Feature Fenwick Tree Segment Tree
Range sums Excellent Excellent
Point updates O(log n) O(log n)
Range minimum Difficult Natural
Range maximum Difficult Natural
Custom aggregates Limited Flexible
Memory Smaller Larger
Implementation Simpler More complex

Fenwick Trees excel when sums are the only requirement.

Segment Trees support a broader range of operations.

Common Mistakes

A common mistake is using:

mid = (left + right) / 2

incorrectly and creating overlapping intervals.

The two child intervals should be:

[left, mid]
[mid+1, right]

Another mistake is forgetting the no-overlap case.

Without it, recursion continues unnecessarily and produces incorrect results.

A third mistake is choosing the wrong neutral element.

For sum queries:

0

is correct.

For maximum queries:

-∞

is required.

For minimum queries:

+∞

is required.

Using the wrong identity element often produces subtle bugs.
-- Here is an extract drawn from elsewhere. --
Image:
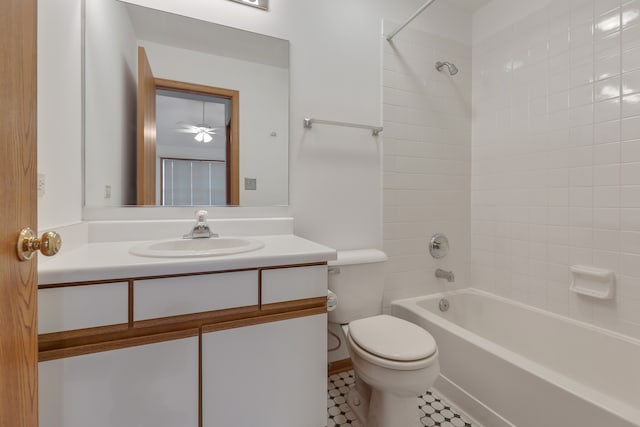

Finally, many implementations allocate only:

2*n

elements for recursive trees. While this sometimes works, the standard recursive implementation generally allocates:

4*n

to avoid overflow.

Takeaway

Segment Trees store aggregate information for intervals and answer range queries efficiently. By recursively partitioning the data, they reduce many operations from linear time to logarithmic time. Combined with Euler Tours, they become one of the most powerful tools for subtree processing, allowing complex tree queries to be transformed into ordinary range operations on arrays.